Comprehensive knowledge of the gene content of human chromosome 21 (HSA21) is essential for understanding the etiology of Down syndrome (DS). Here we report the largest comparison of finished mouse and human sequence to date for a 1.35-Mb region of mouse chromosome 16 (MMU16) that corresponds to human chromosome 21q22.2. This includes a portion of the commonly described "DS critical region," thought to contain a gene or genes whose dosage imbalance contributes to a number of phenotypes associated with DS. We used comparative sequence analysis to construct a DNA feature map of this region that includes all known genes, plus 144 conserved sequences > or =100 bp long that show > or =80% identity between mouse and human but do not match known exons. Twenty of these have matches to expressed sequence tag and cDNA databases, indicating that they may be transcribed sequences from chromosome 21. Eight putative CpG islands are found at conserved positions. Models for two human genes, DSCR4 and DSCR8, are not supported by conserved sequence, and close examination indicates that low-level transcripts from these loci are unlikely to encode proteins. Gene prediction programs give different results when used to analyze the well-conserved regions between mouse and human sequences. Our findings have implications for evolution and for modeling the genetic basis of DS in mice.

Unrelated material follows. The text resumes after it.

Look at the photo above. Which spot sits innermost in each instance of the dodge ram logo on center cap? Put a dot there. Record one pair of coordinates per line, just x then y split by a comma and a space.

Molecular neuropathology of transgenic mouse models of Down syndrome

Down syndrome (DS) is a complex, clinically heterogeneous disorder which shows both impairment of neurodevelopement and the neurodegenerative changes of Alzheimer's disease (AD). The phenotype of DS is caused by triplication of chromosome 21 and transgenic mouse models have been developed, and are being created, that carry single genes and chromosomal segments to excess. For example, transgenic mice containing additional copies of the amyloid precursor protein (APP) gene, have been useful in producing the Abeta deposition characteristic of AD and DS, but not the cytoskeletal changes that are the hallmarks of these human disorders. Such models are useful in replicating aspects of pathogenesis and allow for the testing of therapeutic agents to restore impaired function. Segmental trisomic mouse models, which survive to adulthood and possess three copies of multiple genes responsible for the DS phenotype, such as Ts1Cje and Ts65Dn, have been used to explore aspects of neurodevelopment and neurodegeneration. These animal models show some but not all the pathological, biochemical, and transcriptional changes seen in DS. They also have the advantage of allowing for the testing of therapeutic agents to restore impaired function. Analysis of the transcriptome and proteome of fetal and adult DS indicates that there is a complex relationship between gene dosage, gene and protein expression, and that data from animal models will need to be compared and evaluated in the light of data obtained from DS tissue.